Dave Ruijter, Solution Architect Data & Analytics and Microsoft MVP, provided an introduction to how you can trap data quality issues in your data pipelines.
He identified that data quality issues can be raised when:
- inputs are wrong
- your understanding is wrong
- your understanding is out of date
He introduced Great Expectations which is a library that is becoming increasingly popular in the community. It's can be used to:
- Document the rules (your "expectations") using a common language which is both Human to human and human to machine readable. It was interesting that these rules can be "softer" in nature through use of thresholds with the
- Help you to build a better understanding of the data using data profiling and therefore to refine and augment the rules.
- Apply these rules to validate data at key points in your data pipelines and raise exceptions accordingly
There is a library of over 100 expectation types available to build up the rules.

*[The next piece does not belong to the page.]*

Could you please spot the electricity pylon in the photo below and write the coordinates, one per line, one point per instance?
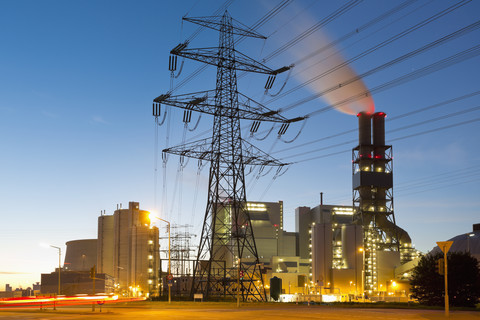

He acknowledged that GX can be a little intimidating to use, partly because of the abstract concepts it uses. But Dave built up the demo in stages uncovering features and explaining how the layers of abstraction help to develop sophisticated data quality workflows through concepts such as "check pointing".
New developments in Azure Syanpse Analytics
I attended two sessions which provided a tour of a range of new features that have recently been added to Azure Synapse Analytics.
The first session ran by Pawel Potasinski and Stijn Wynants at Microsoft provided demos of a wide range of cool new features. The ones that stood out for me were:
- Serverless SQL can now read Delta tables created in Spark!
- Spark version 3.3 is now available! Providing better support for Delta format and improved performance.
- OpenAI language model integration - through a couple of lines of code you can get access to cutting edge AI. Stijn demonstrated use of
synapse.ml.cognitiveOpenAI Completion class to clean up "messy" data such as addresses, countries and dates which do not conform to a common format / syntax. Avoiding the need to write complex rules.
- A number of optimisations that improves how Power BI works with Synapse in Direct Query mode.
Pawel recommended that we keep a close eye on the Azure Synapse Analytics Blog which provides monthly updates on new features that are being released, hinting that there are some exciting new features coming soon!
Ginger Grant, Principal and Founder of Desert Isle Group and data platform MVP, provided her perspectives on how changes to Azure Synapse Analytics is changing how she architects data and analytics solutions.
Ginger observed that when she engages with new clients: they all think they need a database. But in reality, in the recent past, she's only given one client a dedicated SQL warehouse, the rest just use SQL Serverless over a data lake / lakehouse. She has seen an explosion in the use of parquet and Delta as the primary means of persisting data. Lake storage is cheap and in all but a few specialised cases, it will meet the needs of most analytics workloads.
Another trend the use of code (Spark) for ETL rather than "clicky draggy" options (which will cost you more money and harder to de-bug).
Ginger provided one caution regarding the recent arrival support for R on Spark: you will need to re-write your code to take advantage of the Spark clusters.
Microsoft are clearly putting a significant investment into their data & analytics products with a significant increase in the cadence of new features being released.
We are huge fans of Azure Synapse Analytics, we have a wide range of blogs about our experiences using the platform.
It was an action packed 3 days. Great sessions, but also many opportunities to meet fellow data professionals and make new connections. The Microsoft data and analytics ecosystem is flourishing and it will be fascinating to see what's coming next.
Final shout out is to the community that make this event possible. The event is so well organised. It was really inspiring to hear the stories from people who presented at the Community Key Note about how the community has helped them to develop their careers.
Thanks SQLbits, can't wait for next year!